After snapping a few pics, I hastily took the sign down before I got into trouble. I didn’t want to get it confiscated before we got to the really spicy one. As I was deconstructing it (read: ripping the tape off), me and my pal were approached by an anti-vaxxer asking us what we were doing today. I explained that I had made a funny sign, unrelated to his cause, and showed it to him. He didn’t seem to care and started talking about how oppressive the vaccine and masks are. Weird that. We exfiltrated carefully from this conversation (“Yeah, absolutely mate, so true. Anyway, we’ve gotta go now bye.”) and walked on 20 minutes to Buckingham Palace, feeling much like a terrorist, not in a violent way, but just knowing that I had something in my bag that would cause major damage to the establishment that only I had the power to unleash.
This time, during the sign construction, my friend made sure to stand a good distance away and go on his phone, so as not be seen conspiring with me beforehand, no reason we both should get arrested. The atmosphere around Buckingham Palace was markedly different from that of parliament. There were no protestors here, just tourists, going about their day, taking in the sights with no agenda, the perfect audience upon whom to hoist my political subterfuge. I was putting the final touches to my sign when a passing woman walked past and said something like “God, why can’t these people just get a life.” presumably thinking I was also one of those people that didn’t want a chip put in my arm. Haha, if only she knew, I don’t have a real point, I’m only pretending. If she had seen my sign, she could never have disagreed, its cold hard fact that Andrew is a paedophile. Of course, she might not get it, as he doesn’t live in Buckingham Palace and had recently been dropped from all royal duties. But to be honest, clarity of purpose wasn’t really something I cared about, as far as I was concerned, if the rest of the Royal Family was caught in the splash of paedo accusations, it was necessary collateral damage, they all probably are anyway. With these thoughts running through my head, I finished up my sign, planted it in the ground with even more pride this time, and stepped back to take it all in. This was the culmination of all those months planning.

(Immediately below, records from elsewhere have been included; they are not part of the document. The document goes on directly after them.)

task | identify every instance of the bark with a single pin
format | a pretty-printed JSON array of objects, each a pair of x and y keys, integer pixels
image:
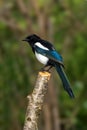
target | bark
[{"x": 35, "y": 101}]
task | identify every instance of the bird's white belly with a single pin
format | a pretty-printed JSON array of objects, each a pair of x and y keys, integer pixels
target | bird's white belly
[{"x": 41, "y": 58}]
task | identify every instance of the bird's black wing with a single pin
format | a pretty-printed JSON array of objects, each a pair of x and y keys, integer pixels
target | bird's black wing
[{"x": 51, "y": 54}]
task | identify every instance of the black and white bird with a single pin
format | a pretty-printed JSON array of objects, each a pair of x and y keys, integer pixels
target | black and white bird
[{"x": 47, "y": 55}]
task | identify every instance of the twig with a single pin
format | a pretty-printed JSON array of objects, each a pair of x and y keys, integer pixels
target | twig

After taking a few pictures and having a chuckle, I thought “Well, my work here is done.” and decided to leave the sign. More people would see it then, more of a statement, plus I didn’t want to carry it around anymore, we were going to some pubs in central after. As we left I managed to look back and see a passing family point at it, imagining them all murmuring in agreement. Unfortunately this was the only reaction we could see before scarpering, we spotted some police by the gates looking over at it. They then pointed at it and started to walk towards it so we started to sweat and picked up the pace a bit. Looked back again, fuck, are they coming towards us? Had they seen me? We started to run a bit, cursing the bright orange coat that my friend was wearing. I saw the police finally approaching the sign and plucking it ruthlessly from the ground and took the opportunity to stuff my black jacket into my bag. Hehe, they’ll never catch me now. It has since been pointed out to me that police being on the lookout for someone in a black jacket in London would be like trying to find a needle in a needlestack, but I felt like I had outsmarted them either way, jacket off, blending with the crowd, we were away. Prince Andrew called a paedophile, no repercussions. Another mission accomplished.